French Forum, Vol. 30, No. 3 (Fall 2005), pp. 75-90
Susan Sontag wrote that
Cioran comes after Nietzsche, who set down almost the whole of Cioran’s position a century ago. An interesting question: why does a subtle, powerful mind consent to say what has, for the most part, already been said? . . . Whatever the answer, the “fact” of Nietzsche has undeniable consequences for Cioran. He must tighten the screws, make the argument denser. More excruciating. More rhetorical.
Sontag’s essay has become a touchstone for taking Cioran seriously as a philosopher and the correlations between Cioran and Nietzsche she described are now staples of Cioran criticism.
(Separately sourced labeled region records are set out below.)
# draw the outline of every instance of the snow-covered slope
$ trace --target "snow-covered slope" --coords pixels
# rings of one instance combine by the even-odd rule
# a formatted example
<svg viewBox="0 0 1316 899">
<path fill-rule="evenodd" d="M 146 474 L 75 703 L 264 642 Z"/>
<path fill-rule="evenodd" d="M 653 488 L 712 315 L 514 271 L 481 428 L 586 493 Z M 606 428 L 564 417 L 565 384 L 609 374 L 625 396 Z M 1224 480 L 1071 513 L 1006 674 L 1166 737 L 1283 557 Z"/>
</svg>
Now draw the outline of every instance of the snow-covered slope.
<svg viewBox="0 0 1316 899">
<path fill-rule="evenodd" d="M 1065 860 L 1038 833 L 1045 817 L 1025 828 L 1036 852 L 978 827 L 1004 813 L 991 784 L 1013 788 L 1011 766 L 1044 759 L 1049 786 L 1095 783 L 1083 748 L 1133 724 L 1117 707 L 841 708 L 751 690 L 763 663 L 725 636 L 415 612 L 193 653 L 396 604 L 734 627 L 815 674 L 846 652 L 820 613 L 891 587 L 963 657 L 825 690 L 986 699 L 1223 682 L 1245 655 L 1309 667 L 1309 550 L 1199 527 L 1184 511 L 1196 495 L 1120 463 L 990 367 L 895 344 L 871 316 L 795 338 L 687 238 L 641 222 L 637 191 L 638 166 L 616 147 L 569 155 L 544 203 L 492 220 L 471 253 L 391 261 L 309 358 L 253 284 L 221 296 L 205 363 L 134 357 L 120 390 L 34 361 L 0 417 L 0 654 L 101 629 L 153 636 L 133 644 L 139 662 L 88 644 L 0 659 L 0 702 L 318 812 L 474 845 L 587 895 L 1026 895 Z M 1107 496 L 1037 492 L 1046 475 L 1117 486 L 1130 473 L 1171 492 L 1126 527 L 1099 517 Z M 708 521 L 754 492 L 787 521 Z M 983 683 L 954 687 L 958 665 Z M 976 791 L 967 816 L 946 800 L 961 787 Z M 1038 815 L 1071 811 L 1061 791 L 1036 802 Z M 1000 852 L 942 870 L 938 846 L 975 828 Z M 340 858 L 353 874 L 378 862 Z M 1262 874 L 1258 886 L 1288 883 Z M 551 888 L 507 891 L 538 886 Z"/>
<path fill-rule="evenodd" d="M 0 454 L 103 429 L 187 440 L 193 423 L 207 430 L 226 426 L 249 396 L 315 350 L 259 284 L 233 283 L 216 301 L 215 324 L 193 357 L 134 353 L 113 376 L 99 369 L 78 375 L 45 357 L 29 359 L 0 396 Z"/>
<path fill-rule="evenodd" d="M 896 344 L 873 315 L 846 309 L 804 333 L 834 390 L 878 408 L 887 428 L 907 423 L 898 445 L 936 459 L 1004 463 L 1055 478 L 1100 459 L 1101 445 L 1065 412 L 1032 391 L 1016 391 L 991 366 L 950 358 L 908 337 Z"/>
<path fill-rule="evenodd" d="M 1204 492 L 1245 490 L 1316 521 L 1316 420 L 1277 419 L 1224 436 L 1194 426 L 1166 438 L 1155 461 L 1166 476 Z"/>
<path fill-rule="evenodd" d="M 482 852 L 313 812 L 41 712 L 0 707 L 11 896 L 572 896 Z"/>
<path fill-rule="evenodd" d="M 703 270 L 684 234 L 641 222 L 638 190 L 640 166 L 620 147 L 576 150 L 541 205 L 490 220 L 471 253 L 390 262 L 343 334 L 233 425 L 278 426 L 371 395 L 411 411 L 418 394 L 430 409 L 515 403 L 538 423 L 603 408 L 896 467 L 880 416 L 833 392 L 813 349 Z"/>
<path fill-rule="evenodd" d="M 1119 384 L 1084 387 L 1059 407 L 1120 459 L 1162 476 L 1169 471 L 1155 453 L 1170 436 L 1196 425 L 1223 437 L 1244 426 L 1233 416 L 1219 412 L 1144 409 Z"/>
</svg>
Sontag’s junction of Cioran and Nietzsche has been steadily reinforced. As a postscript to his book on Nietzsche, Clément Rosset puts Cioran in the tradition of Nietzsche’s Gay Science and credits him for posing the most serious and most grave question to philosophy: whether an alliance is possible between lucidity and joy. Two of Cioran’s most esteemed translators, Ilinca Zarifopol- Johnson and Sanda Stolojan, separately asserted that Nietzsche was a major influence on Cioran in the 1930s. Cioran’s friend, the Spanish philosopher Fernando Savater, emphasized how much the two have in common. In a close comparison of Cioran’s Romanian works with Nietzsche’s books and Nachlass, Lucia Gorgoi found multiple similarities in style and substance, particularly regarding aphorisms and nihilism. Patrice Bollon’s summary of Cioran’s philosophy links it to Nietzsche more frequently than to any other philosopher.
Despite all this, Nietzsche and Cioran are a pair that ought not be taken for granted, for three reasons: affinity and resemblance are too easily mistaken for agreement and influence; Cioran strenuously resisted… [Pdf]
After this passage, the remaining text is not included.